Transformações econômicas X Desenvolvimento
Redação DM
Publicado em 13 de novembro de 2016 às 01:16 | Atualizado há 10 anosAo longo das últimas décadas a estrutura econômica brasileira experimentou significativas transformações. Cabe investigar, no entanto, até que ponto resultou num processo de desenvolvimento econômico.
São muitas as concepções de desenvolvimento. Utilizaremos o conceito de Schumpeter, o mais erudito economista do século passado.
Esse conceito leva em conta dois aspectos centrais do sistema econômico: as mudanças estruturais ocorridas e o impacto no padrão de vida dos indivíduos.
No início do século passado a renda nacional era extremamente dependente da produção e exportação do café. A atividade industrial era incipiente e sem uma lógica interna, assim como nos países vizinhos. Conforme sublinhou o economista argentino Raúl Prebisch, a industrialização das economias latino-americanas era de caráter espontâneo e desprovida de qualquer coordenação.
A década de 30 marca uma ruptura nesse padrão econômico. Para tanto, contribuíram muito as políticas de valorização do café. Na verdade, o Brasil, mesmo que de forma involuntária, foi o primeiro país do mundo a adotar uma política keynesiana, anticíclica. Atendendo os interesses dos cafeicultores paulistas, o governo Vargas comprava e queimava sacas de café. Com isso, evitaram-se grandes quedas no preço da saca no mercado externo, preservando o nível de renda interna.
Esse fato, somado ao mais completo desajuste da economia internacional, cria um interessante mercado interno, viabilizando o início da industrialização brasileira.
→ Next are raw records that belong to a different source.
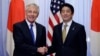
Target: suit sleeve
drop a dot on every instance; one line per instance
(19, 41)
(52, 48)
(82, 41)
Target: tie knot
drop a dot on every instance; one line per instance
(65, 25)
(31, 25)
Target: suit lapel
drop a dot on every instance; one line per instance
(27, 31)
(60, 33)
(38, 32)
(70, 32)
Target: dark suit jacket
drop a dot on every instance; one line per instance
(75, 43)
(23, 40)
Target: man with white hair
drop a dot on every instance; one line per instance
(29, 36)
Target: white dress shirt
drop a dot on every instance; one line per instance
(34, 28)
(68, 26)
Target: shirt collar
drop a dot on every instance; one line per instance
(29, 23)
(68, 23)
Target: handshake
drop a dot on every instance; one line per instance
(42, 50)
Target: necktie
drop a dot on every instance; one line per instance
(32, 33)
(64, 33)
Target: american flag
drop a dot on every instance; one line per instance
(54, 18)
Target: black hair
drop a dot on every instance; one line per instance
(67, 5)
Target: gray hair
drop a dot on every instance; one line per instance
(32, 4)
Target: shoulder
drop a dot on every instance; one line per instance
(39, 25)
(18, 24)
(77, 25)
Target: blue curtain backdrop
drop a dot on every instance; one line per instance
(82, 16)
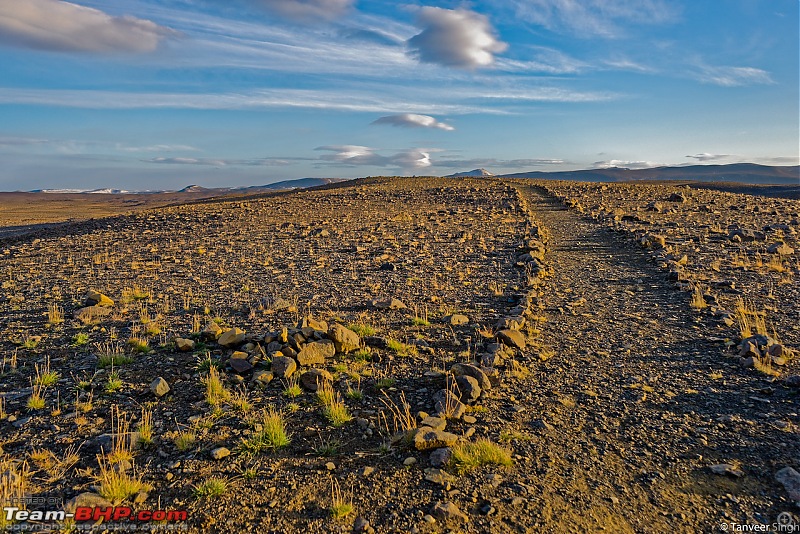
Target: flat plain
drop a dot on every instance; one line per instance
(410, 355)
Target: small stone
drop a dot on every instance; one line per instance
(313, 377)
(283, 366)
(426, 438)
(790, 479)
(159, 387)
(448, 405)
(240, 365)
(212, 330)
(263, 377)
(726, 469)
(441, 457)
(457, 319)
(366, 471)
(436, 423)
(91, 314)
(220, 452)
(389, 304)
(512, 338)
(231, 337)
(437, 476)
(184, 345)
(362, 525)
(469, 388)
(447, 512)
(477, 373)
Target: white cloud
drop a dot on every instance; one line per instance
(307, 10)
(625, 164)
(413, 120)
(66, 27)
(455, 38)
(357, 155)
(492, 162)
(705, 156)
(600, 18)
(733, 76)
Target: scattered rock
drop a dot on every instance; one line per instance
(790, 479)
(220, 452)
(231, 337)
(344, 339)
(159, 387)
(426, 438)
(283, 366)
(726, 469)
(86, 499)
(184, 345)
(441, 457)
(313, 377)
(314, 353)
(457, 319)
(448, 512)
(512, 338)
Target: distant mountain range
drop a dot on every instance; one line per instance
(477, 173)
(748, 173)
(300, 183)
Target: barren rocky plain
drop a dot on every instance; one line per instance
(411, 355)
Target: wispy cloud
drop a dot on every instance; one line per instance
(732, 76)
(455, 38)
(65, 27)
(214, 162)
(594, 18)
(416, 100)
(357, 155)
(156, 148)
(705, 156)
(625, 164)
(490, 163)
(306, 10)
(413, 120)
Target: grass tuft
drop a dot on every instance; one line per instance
(470, 455)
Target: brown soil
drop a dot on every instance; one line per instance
(615, 411)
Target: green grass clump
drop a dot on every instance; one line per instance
(211, 487)
(362, 329)
(114, 383)
(80, 339)
(185, 440)
(271, 436)
(469, 455)
(400, 348)
(104, 361)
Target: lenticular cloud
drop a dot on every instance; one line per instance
(455, 38)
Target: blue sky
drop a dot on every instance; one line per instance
(145, 94)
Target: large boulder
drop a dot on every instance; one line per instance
(315, 353)
(344, 339)
(512, 338)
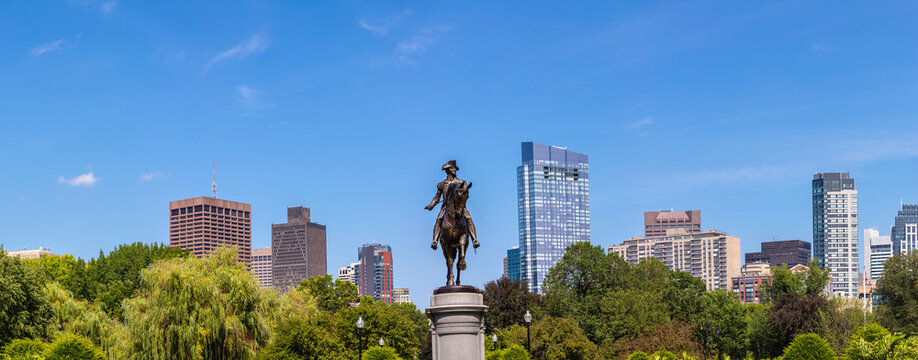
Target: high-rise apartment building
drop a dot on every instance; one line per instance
(261, 265)
(512, 270)
(778, 252)
(879, 248)
(835, 234)
(349, 273)
(297, 249)
(202, 224)
(905, 231)
(710, 255)
(657, 222)
(553, 192)
(375, 275)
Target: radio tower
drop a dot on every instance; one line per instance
(214, 187)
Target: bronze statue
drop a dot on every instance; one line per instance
(454, 225)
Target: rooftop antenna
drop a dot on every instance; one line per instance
(214, 187)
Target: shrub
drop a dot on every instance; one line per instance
(809, 347)
(23, 349)
(73, 347)
(380, 353)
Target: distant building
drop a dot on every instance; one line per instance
(375, 275)
(748, 285)
(29, 254)
(512, 267)
(710, 255)
(202, 224)
(657, 222)
(553, 193)
(879, 248)
(835, 234)
(400, 295)
(905, 231)
(297, 249)
(261, 265)
(349, 273)
(775, 253)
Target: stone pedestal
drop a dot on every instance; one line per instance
(457, 323)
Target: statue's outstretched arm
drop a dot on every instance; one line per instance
(435, 201)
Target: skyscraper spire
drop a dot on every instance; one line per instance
(214, 187)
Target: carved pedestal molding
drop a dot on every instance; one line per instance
(457, 323)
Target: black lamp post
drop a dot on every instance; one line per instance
(360, 336)
(528, 319)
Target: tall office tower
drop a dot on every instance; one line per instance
(202, 224)
(879, 248)
(349, 273)
(553, 192)
(905, 231)
(657, 222)
(513, 263)
(835, 235)
(375, 275)
(712, 256)
(297, 249)
(778, 252)
(261, 265)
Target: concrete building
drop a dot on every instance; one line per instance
(710, 255)
(261, 265)
(553, 193)
(879, 248)
(657, 222)
(835, 234)
(297, 249)
(775, 253)
(374, 277)
(29, 254)
(905, 231)
(401, 295)
(349, 273)
(202, 224)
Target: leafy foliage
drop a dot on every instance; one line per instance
(898, 289)
(507, 301)
(809, 347)
(24, 309)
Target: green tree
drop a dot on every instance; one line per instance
(809, 347)
(24, 310)
(332, 295)
(507, 301)
(73, 347)
(898, 289)
(190, 308)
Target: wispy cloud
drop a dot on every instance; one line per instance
(255, 44)
(251, 100)
(87, 179)
(56, 46)
(150, 176)
(639, 124)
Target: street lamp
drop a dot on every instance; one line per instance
(528, 319)
(360, 335)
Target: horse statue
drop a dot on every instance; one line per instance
(454, 227)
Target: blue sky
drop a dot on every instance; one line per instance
(350, 108)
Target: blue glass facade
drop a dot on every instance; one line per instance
(553, 192)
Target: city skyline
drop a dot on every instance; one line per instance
(304, 105)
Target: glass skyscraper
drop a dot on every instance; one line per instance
(553, 192)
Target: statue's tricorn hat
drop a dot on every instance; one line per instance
(450, 164)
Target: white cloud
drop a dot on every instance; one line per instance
(640, 123)
(150, 176)
(254, 45)
(56, 46)
(87, 179)
(251, 100)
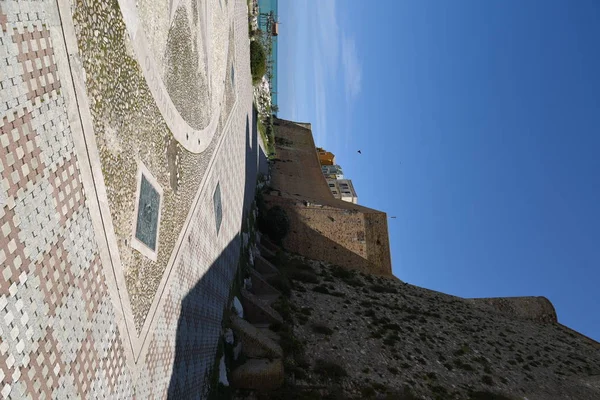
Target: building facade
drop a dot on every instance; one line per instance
(325, 157)
(332, 171)
(347, 192)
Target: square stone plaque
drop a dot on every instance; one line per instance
(218, 206)
(147, 218)
(147, 214)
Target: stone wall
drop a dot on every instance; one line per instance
(323, 227)
(536, 308)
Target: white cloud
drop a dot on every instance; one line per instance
(351, 67)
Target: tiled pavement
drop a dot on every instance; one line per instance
(63, 331)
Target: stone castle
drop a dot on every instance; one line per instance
(350, 235)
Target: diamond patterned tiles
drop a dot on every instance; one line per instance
(36, 56)
(59, 331)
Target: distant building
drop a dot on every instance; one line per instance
(332, 171)
(343, 189)
(325, 157)
(334, 187)
(347, 192)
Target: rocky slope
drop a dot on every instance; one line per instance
(349, 335)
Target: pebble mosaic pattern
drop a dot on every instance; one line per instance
(56, 335)
(59, 335)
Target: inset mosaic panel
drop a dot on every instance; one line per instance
(218, 207)
(148, 213)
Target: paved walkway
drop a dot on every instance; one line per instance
(83, 314)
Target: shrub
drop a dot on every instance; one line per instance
(383, 289)
(276, 224)
(322, 329)
(329, 369)
(303, 276)
(258, 61)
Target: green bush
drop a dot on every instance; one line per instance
(329, 369)
(258, 61)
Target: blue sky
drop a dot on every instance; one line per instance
(479, 125)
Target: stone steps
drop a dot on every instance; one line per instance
(266, 252)
(255, 342)
(260, 286)
(268, 244)
(264, 267)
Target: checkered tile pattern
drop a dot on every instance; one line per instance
(68, 190)
(58, 335)
(58, 326)
(20, 162)
(185, 337)
(36, 56)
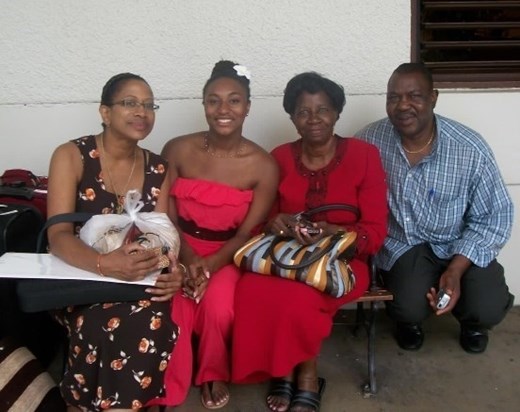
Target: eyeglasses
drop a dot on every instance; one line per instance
(134, 105)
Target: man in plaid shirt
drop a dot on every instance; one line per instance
(450, 215)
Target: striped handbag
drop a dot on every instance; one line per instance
(323, 265)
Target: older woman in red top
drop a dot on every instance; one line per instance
(280, 323)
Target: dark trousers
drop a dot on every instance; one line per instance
(484, 298)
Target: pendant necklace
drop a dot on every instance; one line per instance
(120, 197)
(213, 153)
(422, 148)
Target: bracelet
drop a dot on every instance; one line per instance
(98, 265)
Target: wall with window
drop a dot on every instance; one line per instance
(56, 56)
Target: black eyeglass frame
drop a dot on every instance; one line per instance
(134, 104)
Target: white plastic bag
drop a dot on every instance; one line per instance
(153, 230)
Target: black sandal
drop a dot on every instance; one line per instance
(281, 389)
(308, 399)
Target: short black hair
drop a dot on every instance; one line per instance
(225, 68)
(312, 82)
(114, 84)
(419, 68)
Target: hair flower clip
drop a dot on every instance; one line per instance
(242, 71)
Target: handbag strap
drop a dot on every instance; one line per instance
(318, 254)
(331, 206)
(61, 218)
(321, 252)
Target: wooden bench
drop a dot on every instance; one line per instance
(366, 311)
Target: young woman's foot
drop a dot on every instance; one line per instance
(280, 395)
(307, 397)
(214, 394)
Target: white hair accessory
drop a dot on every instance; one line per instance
(242, 71)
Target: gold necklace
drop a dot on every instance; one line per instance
(120, 197)
(430, 140)
(208, 149)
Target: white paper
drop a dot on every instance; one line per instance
(47, 266)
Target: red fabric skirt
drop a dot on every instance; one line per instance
(280, 323)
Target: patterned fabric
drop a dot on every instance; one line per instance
(455, 199)
(118, 352)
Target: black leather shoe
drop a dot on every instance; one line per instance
(473, 340)
(409, 336)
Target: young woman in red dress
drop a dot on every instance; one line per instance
(223, 185)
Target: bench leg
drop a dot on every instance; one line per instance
(370, 388)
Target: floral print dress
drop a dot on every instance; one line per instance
(118, 352)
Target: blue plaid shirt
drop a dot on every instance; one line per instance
(455, 199)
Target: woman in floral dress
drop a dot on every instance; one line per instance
(118, 352)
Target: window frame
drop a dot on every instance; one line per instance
(457, 80)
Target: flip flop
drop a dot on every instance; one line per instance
(308, 399)
(281, 389)
(214, 406)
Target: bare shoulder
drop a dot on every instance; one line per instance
(66, 152)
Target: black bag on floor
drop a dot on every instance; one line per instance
(19, 227)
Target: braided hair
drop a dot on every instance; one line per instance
(226, 68)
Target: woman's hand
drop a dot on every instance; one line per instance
(196, 280)
(167, 284)
(129, 262)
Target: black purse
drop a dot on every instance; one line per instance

Ficou famosa a expressão criada por Celso Furtado: ‘A Industrialização por Choques Adversos’.
A industrialização passa a fazer parte da agenda do Estado. Após a segunda guerra mundial, ela transforma-se num verdadeiro objetivo social.
A industrialização traz no seu bojo o primeiro aspecto do processo de desenvolvimento: mudanças estruturais que ocasionam significativas elevações na produtividade do trabalho.
Cabe investigar, agora, o segundo aspecto: de que forma essas mudanças estruturais promoveram alterações na vida dos indivíduos.
A resposta a essa indagação se dá pelo confronto entre as evoluções do rendimento médio do brasileiro (obtido através do PIB per capita) e da distribuição de renda (obtido através do Índice de Gini).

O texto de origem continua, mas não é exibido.